Saturday, May 7, 2011

An Appeal to Matheson to Fight Crime

Just sent a version of my appeal to Rep. Jim Matheson, saying:

Rep. Matheson:

'Tis time for doing what I write of here, for the situation has become so troubling that small measures are not enough.

Give us landmark legislation, Jim, to solve our border woes.

The legislation I am suggesting would be popular, both with your constituents and your fellow congressmen, so why not be the person to introduce it?

Instead of immigration reform, let's reform our border patrol, and let's reform our laws dealing with drug crime coming across the border.

I do not need to tell you how serious a problem drugs pouring across our border has become. The Department of Justice suggests the Mexican drug cartels -- not the mafia and not the Cripps and Bloods -- are our foremost organized crime problem. We are told the Mexican cartels have their gang members in 250 of our cities.

Talk suggests Mexico's government might collapse to the cartels. Just talk, perhaps, but then again, the threat is rising.

So serious is the problem, we need to take action. If this were a government in the Middle East that was toppling, would we act? If our security was threatened by something going on in the Middle East, would we act?

Then, shouldn't we act the quicker if the country is our neighbor?

Of course, I am not talking in troops, but I do believe we should send our law enforcement officers into Mexico.

We should go right into that country to fight the crime. If that is where the criminals are, then we must go after them, there. We cannot simply stand on this side of the border, snatching off poor immigrants coming in hopes of a better way of life and suppose we are fighting the drug lords sitting comfortably outside our border and outside our reach. They should be laughing at us for all we are doing. We chase the migrant farm workers who yearn and seek to be Americans? And, that is our solution? If we do not know the difference between crime and immigration, we will never solve either. If we slap immigration answers on crime questions, we cannot hope to adequately address the problem.

If we are to fight crime in Mexico, we will need an agreement with Mexico, allowing our investigators and our officers to go down there to enforce U.S. laws.

Landmark legislation, then, is what is required. I don't know how many countries have ever had such agreements. Maybe this would be a first. I do not know. But, this is what the circumstances demand that we do.

And, most importantly, we need laws -- new laws -- that specifically address the crimes being committed.
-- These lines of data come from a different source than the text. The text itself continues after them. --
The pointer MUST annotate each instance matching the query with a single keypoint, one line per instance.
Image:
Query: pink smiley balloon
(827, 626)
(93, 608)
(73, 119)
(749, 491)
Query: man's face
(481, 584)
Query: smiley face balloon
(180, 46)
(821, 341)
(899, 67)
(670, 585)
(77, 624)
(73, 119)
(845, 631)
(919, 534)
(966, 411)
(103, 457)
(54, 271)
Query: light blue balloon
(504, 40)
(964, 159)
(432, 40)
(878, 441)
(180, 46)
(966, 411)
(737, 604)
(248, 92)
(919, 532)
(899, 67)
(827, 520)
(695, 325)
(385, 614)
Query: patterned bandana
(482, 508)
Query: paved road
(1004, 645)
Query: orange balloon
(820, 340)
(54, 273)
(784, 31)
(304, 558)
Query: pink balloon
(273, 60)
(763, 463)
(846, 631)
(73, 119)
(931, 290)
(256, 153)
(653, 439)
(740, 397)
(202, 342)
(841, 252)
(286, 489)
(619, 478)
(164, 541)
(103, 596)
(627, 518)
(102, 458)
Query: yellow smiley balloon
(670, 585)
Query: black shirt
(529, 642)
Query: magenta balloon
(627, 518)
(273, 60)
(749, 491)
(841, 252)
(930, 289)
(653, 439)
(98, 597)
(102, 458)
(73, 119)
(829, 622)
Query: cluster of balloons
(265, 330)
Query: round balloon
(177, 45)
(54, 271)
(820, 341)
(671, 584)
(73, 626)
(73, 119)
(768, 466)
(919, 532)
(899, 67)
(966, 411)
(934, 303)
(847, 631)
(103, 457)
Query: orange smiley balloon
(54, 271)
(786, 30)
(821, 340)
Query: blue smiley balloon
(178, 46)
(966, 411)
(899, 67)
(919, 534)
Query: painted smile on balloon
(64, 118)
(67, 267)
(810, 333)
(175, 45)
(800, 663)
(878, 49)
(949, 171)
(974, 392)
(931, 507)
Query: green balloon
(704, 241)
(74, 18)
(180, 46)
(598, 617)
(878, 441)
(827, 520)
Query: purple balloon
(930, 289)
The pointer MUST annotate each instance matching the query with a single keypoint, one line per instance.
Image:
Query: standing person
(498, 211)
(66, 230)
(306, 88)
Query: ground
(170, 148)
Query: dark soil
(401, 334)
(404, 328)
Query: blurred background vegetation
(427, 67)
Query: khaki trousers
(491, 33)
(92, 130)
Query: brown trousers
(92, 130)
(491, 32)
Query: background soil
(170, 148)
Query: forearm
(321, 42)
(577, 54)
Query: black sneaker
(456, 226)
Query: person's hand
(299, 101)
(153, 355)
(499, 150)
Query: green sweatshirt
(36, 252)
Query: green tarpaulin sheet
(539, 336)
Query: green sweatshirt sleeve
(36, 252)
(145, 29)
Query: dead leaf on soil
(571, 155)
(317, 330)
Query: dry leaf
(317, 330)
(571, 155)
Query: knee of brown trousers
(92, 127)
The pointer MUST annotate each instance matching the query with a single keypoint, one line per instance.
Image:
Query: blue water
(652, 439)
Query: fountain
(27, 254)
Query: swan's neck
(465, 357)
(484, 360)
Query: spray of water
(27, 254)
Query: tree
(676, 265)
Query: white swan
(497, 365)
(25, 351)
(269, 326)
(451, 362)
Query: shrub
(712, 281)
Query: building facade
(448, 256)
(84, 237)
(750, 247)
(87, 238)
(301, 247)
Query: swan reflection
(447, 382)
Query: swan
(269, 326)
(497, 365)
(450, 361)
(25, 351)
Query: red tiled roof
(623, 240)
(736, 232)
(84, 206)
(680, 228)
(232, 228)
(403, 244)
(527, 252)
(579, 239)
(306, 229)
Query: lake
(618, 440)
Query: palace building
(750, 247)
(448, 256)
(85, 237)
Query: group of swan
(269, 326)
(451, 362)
We have laws against cultivating drugs, but do we have any suggesting if you raise drugs in a foreign land, it is an offense in the USA? Do we have a law saying if you raise a drug that potentially could be sold in the U.S., we will come after you in that foreign land where you are raising it? Do we have a law that says if you direct or coordinate the flow of drugs from outside the U.S. into the U.S., you are guilty of a U.S. offense?

Perhaps most telling, do have a law making it a crime to recruit someone to bring drugs across our border? If we did, the immigrant -- sometimes forced to become a human pack mule at point of life -- could finger the drug runners and serve as a witness for the prosecution.

The crimes are being committed by those living outside the U.S. We need laws addressing that reality, empowering us to go into those countries to bring them to justice for crimes they are committing against American citizens.

If you don't have laws against the crime, and don't have a police agency to go after them, you haven't even begun solve the problem, and are hardly even facing it.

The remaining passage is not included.